'Ah, aku ingat, aku punya kenalan pemburu hantu. Aku akan menghubungi mereka. aku yakin mereka bisa membantumu dan mungkin kau bisa mengundang mereka,' jawab Seven.

Aku mendengus, 'ide bagus,' mulutku terkatup rapat, 'Seven!!'

Suara tawa Seven memekakkan telingaku.

'Hantu?? Hmf, Mikaaa.. kalau memang sekarang ini ada hantu Rika di dekatmu, aku yakin kameraku pernah merekamnya - dan - pffft - apa itu!? hantu Rika!?' lanjut Seven di sela-sela tawanya yang membuat telingaku sakit, 'Maaf, Mika, tapi - tapi ini - sudah lama sekali aku tidak tertawa seperti ini-'

Dan tawanya kembali memekakkan telingaku.

'Agh, Seven!!'

Ia tidak mendengar, masih sibuk dengan tawanya yang tidak bisa berhenti. Kuharap perutnya kaku sampai ia tidak bisa duduk atau berdiri. Kesal, kumatikan sambungan telepon itu. aku yakin Seven belum sadar sambungan itu telah tiada.

Aku menelepon orang yang salah, omelku dalam hati. tapi aku tidak mungkin menelepon Jaehee atau Jumin. Mereka tidak akan mempercayaiku meski mungkin reaksi mereka lebih bisa diterima akal sehat. Aku tidak mungkin menelepon Yoosung. Sepertinya dia juga takut hantu. Lagipula Yoosung masih belum bisa merelakan kepergian Rika. Aku tidak mau Yoosung memaksakan diri datang kesini dan tinggal disini dengan harapan bisa bertemu dengan Rika versi tembus pandang. Sedangkan Zen.. entahlah.

Aku membuka messenger yang Seven buat dan membaca obrolan yang telah kulewatkan.

'Mika,' sapa Zen.

'Zen.. apa kau percaya bahwa hantu itu ada?' lagi-lagi jariku bergerak sendiri.

'Hm? Hantu?' ulangnya, 'Tidak. aku tidak percaya. aku memang belum pernah melihat hantu dengan mata kepalaku sendiri dan aku tidak ingin melihatnya,' jawab Zen, 'Kenapa?'

'ah, tidak. tidak apa-apa. lalu bagaimana dengan audisi peran utamamu?' aku berusaha mengalihkan pembicaraan.

'Tebak,' balas Zen singkat.

'kau dapat peran itu?' aku balik bertanya, 'Ayolah, kau pasti dapat peran itu, benar kan?'

'Lololol, benar sekali, aku dapat peran itu!'

'Zen! Selamat! Aku tahu kau pasti dapat peran itu!'

'Oh, Mika. Dan Zen?' Jaehee muncul tiba-tiba.

'Halo, Jaehee,' sapaku sambil memperhatikan lemari dokumen milik Rika. Dua buah laci yang berada di bawah lemari itu tampaknya belum sempat kusentuh. Sempat terfikir untuk membuka laci itu, tapi aku mengurungkannya.

Aku tidak ingin Rika yang tembus pandang muncul di depanku hanya karena ia tidak ingin aku melihat apa yang tersimpan di laci itu.

Tapi, benar kata Seven dan Zen.

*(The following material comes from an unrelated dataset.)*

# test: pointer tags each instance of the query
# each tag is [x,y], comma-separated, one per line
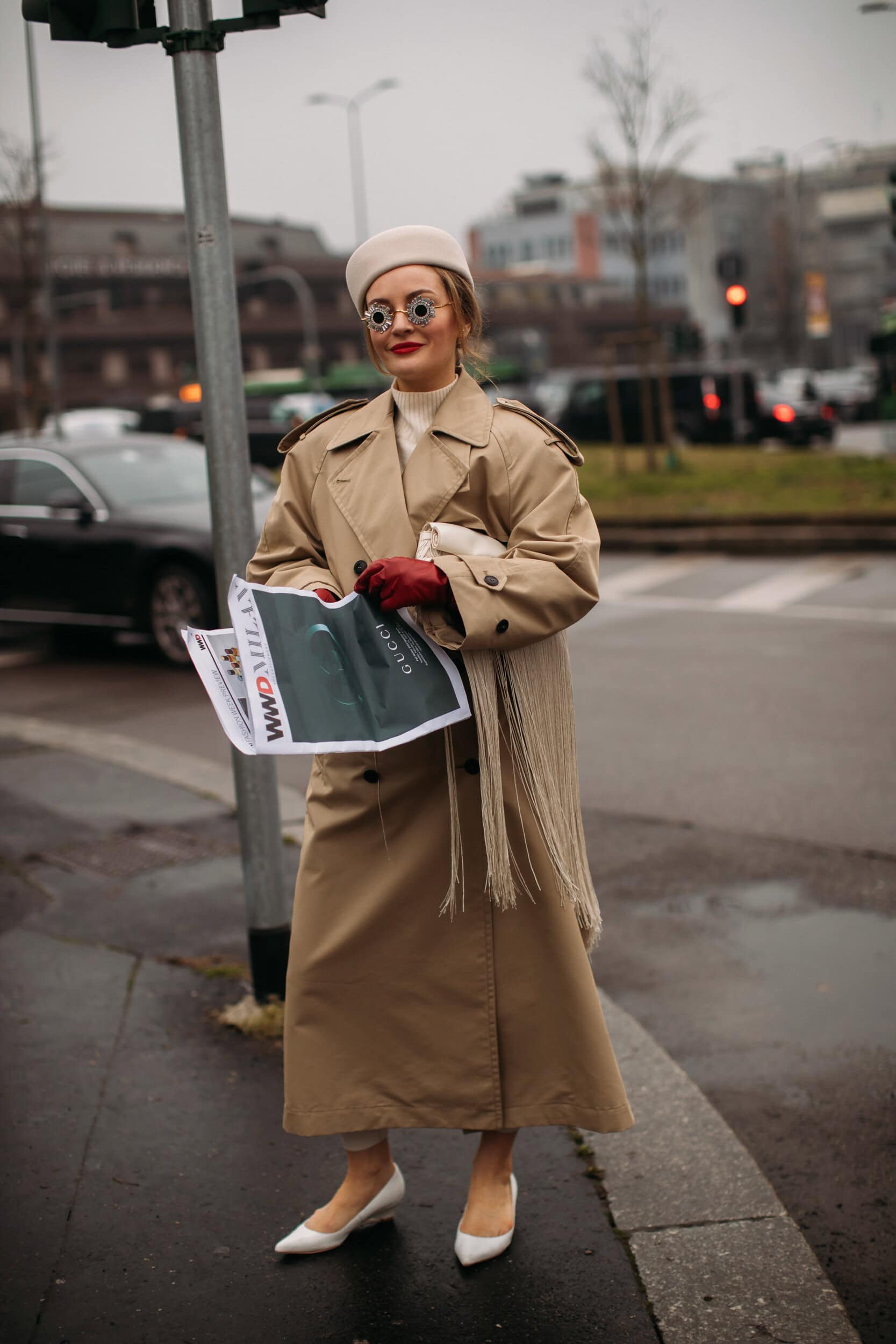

Hantu itu tidak ada. dan hantu mana yang beraksi saat matahari bersinar?
Sudahlah, apapun yang akan terjadi nanti, akan kuurus nanti.

Kuharap dia kenal seseorang yang bisa mengusir hantu.

Aku meraih pegangan bulat yang menempel di tengah laci itu, tapi aku tidak bisa membukanya. Terkunci. Aku membuka laci-laci yang ada di dekat komputer, di ruang tengah, di semua ruangan, termasuk wadah penyimpan es dan tempat penyimpanan sayuran di dalam kulkas tapi aku tidak berhasil menemukan kunci yang kucari.
Tapi aku tidak kehabisan akal.
Mengingat rambut panjang yang tergerai dibalik punggung Rika, aku yakin Rika pasti punya itu. Dan tebakanku tepat. Aku menemukan beberapa jepit rambut di dalam laci meja rias Rika. Tanpa pikir panjang kuambil sebuah jepit rambut hitam dan memasukkannya kedalam lubang kunci. Di saat seperti ini aku merasa ketrampilan remeh yang ia ajarkan padaku ternyata sangat berharga.